Prepare Ramekins: Lightly grease 4-6 small ramekins or oven-safe bowls depending on their size to prevent sticking.
Roll Dough: Roll out the pizza dough on a lightly floured surface to about 1/8 inch thickness for a thin crust.
Cut Dough: Cut the dough into circles or squares large enough to fit into your ramekins, leaving about 1 inch of dough hanging over the sides for sealing.
Form Crusts: Gently press the dough into the bottom and sides of each ramekin to create a crust base that will hold the filling.
Add Sauce: Spoon about 2 tablespoons of pizza sauce into the bottom of each crust for a flavorful base.
Add Cheese: Sprinkle 2-3 tablespoons of shredded mozzarella cheese evenly over the sauce layer in each ramekin.
Add Toppings: Add a few slices of pepperoni or any other desired toppings like sausage, mushrooms, bell peppers, or olives.
Season: Sprinkle grated Parmesan cheese, dried oregano, basil, garlic powder, and optional red pepper flakes over the fillings for a herby, savory flavor.
Top with Cheese and Cover: Add more mozzarella cheese on top, then fold the overhanging dough over to partially cover the filling, creating a sealed pot pie surface.
Brush with Olive Oil: Brush the tops with a little olive oil if desired to achieve a golden, shiny crust when baked.
Bake: Place the ramekins on a baking sheet and bake in the preheated oven for 25 minutes until the dough is golden and the cheese is melted and bubbly.
Cool and Serve: Allow the pies to cool for 5 minutes before serving hot with extra marinara sauce on the side for dipping.
Notes
If you don’t have ramekins, small oven-safe bowls or even muffin tins can be used as an alternative.

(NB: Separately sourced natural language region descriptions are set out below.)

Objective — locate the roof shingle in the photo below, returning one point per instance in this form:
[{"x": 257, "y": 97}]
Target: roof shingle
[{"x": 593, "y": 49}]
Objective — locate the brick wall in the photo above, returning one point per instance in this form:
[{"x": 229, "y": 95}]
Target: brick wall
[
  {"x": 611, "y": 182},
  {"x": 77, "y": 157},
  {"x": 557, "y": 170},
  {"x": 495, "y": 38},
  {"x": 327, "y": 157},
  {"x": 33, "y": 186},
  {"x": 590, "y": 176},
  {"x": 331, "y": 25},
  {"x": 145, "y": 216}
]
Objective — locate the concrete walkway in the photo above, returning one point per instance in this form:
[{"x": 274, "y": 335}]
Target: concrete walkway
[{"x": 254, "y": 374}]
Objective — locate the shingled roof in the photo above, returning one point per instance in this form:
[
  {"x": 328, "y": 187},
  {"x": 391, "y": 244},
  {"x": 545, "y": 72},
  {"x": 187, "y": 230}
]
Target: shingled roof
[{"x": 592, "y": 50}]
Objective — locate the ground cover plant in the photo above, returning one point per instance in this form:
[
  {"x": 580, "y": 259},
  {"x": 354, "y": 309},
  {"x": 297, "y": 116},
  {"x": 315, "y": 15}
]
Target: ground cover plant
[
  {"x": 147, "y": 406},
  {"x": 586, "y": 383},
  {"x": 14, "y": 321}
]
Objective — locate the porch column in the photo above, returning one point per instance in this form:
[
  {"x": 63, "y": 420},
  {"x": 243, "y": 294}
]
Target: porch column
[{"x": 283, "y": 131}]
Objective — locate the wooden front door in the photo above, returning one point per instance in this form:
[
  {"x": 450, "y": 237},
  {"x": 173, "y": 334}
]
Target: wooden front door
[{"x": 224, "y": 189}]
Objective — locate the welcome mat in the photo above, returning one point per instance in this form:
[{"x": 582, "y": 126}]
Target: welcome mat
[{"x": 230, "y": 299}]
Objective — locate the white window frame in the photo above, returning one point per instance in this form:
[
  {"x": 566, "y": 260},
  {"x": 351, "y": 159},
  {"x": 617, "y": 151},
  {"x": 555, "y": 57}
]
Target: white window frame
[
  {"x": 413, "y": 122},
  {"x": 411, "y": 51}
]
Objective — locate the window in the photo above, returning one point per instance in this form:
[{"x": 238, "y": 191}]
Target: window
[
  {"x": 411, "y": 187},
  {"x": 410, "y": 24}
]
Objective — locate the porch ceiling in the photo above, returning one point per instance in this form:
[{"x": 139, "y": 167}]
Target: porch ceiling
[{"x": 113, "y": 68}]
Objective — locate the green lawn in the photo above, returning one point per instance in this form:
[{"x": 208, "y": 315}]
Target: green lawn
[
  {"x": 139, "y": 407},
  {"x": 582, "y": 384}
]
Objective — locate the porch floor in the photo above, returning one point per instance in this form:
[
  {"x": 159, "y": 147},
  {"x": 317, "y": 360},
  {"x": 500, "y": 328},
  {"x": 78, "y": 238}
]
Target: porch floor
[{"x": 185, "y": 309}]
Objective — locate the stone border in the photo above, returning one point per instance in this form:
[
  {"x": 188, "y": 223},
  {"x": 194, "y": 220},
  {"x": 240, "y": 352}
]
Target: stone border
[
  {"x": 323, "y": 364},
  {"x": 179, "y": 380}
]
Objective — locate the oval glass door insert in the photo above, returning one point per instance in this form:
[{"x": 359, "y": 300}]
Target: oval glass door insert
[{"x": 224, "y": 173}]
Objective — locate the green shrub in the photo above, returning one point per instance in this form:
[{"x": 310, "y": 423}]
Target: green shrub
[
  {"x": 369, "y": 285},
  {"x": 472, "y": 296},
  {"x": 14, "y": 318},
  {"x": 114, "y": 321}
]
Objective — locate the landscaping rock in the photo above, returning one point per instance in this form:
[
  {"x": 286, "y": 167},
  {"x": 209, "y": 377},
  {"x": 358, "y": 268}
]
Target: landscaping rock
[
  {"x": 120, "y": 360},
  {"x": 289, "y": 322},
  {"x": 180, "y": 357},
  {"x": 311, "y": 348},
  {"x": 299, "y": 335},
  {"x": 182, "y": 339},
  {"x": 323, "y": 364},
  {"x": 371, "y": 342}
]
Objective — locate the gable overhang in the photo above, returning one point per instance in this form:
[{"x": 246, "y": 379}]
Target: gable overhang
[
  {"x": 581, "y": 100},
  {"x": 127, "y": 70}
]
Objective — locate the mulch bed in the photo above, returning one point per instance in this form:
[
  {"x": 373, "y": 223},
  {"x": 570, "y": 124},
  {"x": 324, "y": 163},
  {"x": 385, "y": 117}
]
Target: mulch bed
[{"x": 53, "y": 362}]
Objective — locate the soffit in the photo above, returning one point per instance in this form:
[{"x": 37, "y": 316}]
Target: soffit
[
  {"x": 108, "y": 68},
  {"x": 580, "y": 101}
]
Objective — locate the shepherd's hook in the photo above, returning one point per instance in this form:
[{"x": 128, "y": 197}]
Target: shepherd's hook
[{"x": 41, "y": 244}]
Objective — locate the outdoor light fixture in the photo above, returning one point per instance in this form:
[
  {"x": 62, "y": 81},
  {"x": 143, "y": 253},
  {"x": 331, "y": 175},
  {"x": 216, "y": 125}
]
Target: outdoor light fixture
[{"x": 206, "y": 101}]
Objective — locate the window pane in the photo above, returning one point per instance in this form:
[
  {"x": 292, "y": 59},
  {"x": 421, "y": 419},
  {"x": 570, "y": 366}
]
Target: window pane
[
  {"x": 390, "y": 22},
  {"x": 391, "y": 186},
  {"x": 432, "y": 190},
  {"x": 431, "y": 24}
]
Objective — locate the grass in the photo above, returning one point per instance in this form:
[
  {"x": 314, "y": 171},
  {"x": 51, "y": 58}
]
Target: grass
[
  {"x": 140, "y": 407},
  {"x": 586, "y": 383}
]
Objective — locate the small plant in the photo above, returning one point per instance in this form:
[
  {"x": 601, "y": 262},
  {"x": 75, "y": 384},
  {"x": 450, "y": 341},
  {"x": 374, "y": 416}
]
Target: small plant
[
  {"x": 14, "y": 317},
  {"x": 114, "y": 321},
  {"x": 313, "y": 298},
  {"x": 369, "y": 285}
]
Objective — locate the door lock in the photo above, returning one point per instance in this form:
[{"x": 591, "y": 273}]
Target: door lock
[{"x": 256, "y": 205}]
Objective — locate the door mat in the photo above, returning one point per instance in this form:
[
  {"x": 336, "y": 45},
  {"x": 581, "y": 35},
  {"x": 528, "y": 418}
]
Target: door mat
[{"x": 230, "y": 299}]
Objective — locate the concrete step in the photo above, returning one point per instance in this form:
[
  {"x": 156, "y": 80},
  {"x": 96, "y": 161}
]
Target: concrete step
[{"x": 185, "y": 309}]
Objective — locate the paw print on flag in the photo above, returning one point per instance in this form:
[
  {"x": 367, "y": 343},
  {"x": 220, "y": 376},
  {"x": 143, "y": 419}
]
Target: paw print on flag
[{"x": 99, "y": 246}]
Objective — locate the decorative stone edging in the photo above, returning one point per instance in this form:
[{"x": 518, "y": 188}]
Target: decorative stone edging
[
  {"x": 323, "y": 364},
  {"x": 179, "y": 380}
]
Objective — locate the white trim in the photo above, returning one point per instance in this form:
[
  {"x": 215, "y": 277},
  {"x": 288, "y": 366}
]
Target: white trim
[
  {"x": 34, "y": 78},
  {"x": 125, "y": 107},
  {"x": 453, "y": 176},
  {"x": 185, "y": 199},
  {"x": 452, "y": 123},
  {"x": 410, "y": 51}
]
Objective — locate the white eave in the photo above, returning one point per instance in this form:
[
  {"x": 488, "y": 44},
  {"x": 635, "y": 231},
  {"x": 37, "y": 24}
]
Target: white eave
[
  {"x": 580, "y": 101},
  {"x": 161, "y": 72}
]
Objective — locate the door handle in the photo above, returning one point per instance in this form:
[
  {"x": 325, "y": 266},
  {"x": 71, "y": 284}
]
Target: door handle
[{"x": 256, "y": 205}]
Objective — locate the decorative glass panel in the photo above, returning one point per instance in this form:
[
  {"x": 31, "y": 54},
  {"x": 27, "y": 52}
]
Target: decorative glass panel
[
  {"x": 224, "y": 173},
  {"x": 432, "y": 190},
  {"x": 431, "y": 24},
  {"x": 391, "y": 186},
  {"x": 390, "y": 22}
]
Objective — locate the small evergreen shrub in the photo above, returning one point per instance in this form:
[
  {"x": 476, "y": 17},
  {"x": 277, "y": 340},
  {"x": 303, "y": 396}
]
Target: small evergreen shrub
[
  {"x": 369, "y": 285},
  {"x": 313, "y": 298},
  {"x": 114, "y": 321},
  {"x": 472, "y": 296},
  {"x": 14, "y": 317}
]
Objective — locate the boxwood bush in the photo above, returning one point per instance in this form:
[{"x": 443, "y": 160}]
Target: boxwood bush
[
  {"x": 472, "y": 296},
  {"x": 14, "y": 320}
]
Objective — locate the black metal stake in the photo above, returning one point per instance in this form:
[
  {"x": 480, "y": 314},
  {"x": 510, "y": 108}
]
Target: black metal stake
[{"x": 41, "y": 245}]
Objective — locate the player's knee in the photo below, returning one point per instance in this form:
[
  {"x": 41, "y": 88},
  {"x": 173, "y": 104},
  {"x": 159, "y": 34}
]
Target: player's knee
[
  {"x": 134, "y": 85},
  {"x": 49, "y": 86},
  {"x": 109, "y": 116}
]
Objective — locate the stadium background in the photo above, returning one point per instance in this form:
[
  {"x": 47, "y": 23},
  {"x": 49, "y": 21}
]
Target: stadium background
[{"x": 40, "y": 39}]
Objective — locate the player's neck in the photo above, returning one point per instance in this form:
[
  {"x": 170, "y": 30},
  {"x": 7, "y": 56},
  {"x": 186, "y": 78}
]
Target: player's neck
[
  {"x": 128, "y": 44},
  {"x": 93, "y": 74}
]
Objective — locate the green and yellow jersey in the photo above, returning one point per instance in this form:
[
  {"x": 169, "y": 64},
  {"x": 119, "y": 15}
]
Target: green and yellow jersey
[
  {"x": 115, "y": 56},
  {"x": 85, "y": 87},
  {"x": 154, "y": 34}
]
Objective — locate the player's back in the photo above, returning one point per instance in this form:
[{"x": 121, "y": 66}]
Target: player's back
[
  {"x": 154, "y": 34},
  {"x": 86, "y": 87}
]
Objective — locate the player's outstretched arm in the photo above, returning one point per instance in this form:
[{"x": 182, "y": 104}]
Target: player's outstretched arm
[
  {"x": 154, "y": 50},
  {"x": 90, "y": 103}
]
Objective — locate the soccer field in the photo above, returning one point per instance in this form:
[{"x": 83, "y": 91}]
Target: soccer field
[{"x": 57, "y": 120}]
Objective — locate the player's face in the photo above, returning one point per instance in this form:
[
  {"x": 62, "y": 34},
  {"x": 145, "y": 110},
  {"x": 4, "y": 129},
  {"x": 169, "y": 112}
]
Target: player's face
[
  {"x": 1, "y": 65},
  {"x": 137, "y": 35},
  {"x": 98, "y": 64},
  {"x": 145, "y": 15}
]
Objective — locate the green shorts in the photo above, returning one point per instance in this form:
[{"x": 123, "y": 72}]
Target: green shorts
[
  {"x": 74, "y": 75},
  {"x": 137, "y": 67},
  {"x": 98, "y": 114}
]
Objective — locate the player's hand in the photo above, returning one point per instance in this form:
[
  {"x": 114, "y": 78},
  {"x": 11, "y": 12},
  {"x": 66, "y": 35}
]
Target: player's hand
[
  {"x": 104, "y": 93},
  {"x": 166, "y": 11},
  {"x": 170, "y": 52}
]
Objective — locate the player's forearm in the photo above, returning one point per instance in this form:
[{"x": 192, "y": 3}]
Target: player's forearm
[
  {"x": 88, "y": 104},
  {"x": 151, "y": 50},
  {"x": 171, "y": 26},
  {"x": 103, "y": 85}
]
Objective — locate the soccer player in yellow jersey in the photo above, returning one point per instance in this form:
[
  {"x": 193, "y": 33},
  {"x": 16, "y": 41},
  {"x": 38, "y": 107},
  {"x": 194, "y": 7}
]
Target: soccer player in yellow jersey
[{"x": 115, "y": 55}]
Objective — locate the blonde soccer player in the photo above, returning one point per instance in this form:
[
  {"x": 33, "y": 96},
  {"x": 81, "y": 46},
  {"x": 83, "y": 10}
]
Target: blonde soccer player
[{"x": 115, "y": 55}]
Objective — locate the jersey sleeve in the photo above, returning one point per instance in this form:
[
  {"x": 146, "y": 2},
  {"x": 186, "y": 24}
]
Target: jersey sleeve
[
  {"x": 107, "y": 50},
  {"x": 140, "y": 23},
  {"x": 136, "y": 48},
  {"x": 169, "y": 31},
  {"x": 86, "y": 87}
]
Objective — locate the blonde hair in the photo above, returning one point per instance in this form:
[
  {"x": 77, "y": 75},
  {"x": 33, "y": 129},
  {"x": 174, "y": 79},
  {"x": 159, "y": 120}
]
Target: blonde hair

You can customize toppings to your preference with sausage, mushrooms, bell peppers, olives, or even vegetarian options.
Brushing olive oil on the dough before baking helps the crust brown nicely but can be skipped if preferred.
Let the pot pies cool slightly after baking to avoid burning your mouth and help the filling set.
Use store-bought pizza dough for convenience or homemade dough for a fresher taste.